Un fulmine squarcia il cielo e illumina per un secondo l’accampamento degli Elfi di Bosco Atro, seguito, pochi secondi dopo, dal suono di un tuono.

Nella tenda del Re, illuminata solo da una candela posata sul tavolino, la sagoma avvolta nelle coperte del letto sussulta, col cuore che batteva a mille. Rose sospira, raggomitolandosi su sé stessa, tirandosi sulla testa un lembo del lenzuolo.
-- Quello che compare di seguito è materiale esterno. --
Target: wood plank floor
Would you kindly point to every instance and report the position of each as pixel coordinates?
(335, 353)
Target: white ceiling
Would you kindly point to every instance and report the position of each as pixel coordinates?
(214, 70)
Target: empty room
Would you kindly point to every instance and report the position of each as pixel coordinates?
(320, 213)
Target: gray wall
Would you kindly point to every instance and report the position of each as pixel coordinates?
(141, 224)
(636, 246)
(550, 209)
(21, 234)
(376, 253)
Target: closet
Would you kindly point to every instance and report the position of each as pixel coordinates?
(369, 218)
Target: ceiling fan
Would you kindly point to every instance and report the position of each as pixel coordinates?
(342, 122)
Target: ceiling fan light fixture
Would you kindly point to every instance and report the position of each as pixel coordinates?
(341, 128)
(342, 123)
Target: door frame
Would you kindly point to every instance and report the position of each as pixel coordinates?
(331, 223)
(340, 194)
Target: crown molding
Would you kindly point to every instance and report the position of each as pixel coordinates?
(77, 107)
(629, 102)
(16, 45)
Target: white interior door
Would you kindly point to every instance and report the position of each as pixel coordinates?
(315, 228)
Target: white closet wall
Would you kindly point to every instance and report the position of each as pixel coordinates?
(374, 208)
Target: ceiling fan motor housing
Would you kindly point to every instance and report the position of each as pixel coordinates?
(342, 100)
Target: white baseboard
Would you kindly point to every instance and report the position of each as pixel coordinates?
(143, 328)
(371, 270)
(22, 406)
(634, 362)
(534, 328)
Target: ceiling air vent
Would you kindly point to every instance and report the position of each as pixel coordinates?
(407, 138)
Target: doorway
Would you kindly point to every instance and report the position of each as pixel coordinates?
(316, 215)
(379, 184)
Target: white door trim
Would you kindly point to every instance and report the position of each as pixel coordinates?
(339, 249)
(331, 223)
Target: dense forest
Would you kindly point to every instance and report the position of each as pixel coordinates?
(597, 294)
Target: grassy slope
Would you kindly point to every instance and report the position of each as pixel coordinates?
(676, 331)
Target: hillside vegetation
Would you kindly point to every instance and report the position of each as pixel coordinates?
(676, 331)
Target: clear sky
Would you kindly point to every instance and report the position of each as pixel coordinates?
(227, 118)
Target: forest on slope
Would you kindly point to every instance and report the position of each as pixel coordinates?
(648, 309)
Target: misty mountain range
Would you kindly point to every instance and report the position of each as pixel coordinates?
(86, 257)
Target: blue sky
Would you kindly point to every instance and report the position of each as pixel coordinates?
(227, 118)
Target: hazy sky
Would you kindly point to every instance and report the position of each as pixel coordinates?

E’ sola e questa solitudine le pesa più di tutto. Questa mattina alcuni Elfi sono partiti per andare a sterminare gli Orchi, tra cui Jeen. Thranduil non l’ha nemmeno guardata mentre lei se ne stava avvolta nelle coperte a fissarlo fintanto che lui si aggiustava l’armatura e stringeva la cinghia che legava la spada ai suoi pantaloni di pelle.

E poi è uscito. Senza nemmeno salutarla.

Al pensiero lo stomaco della ragazza si stringe in un doloroso nodo e lei prova una breve fitta di rimpianto nel ricordare come, quando le stava accarezzando dolcemente la pelle, la sera prima, lei l’abbia spinto via subito.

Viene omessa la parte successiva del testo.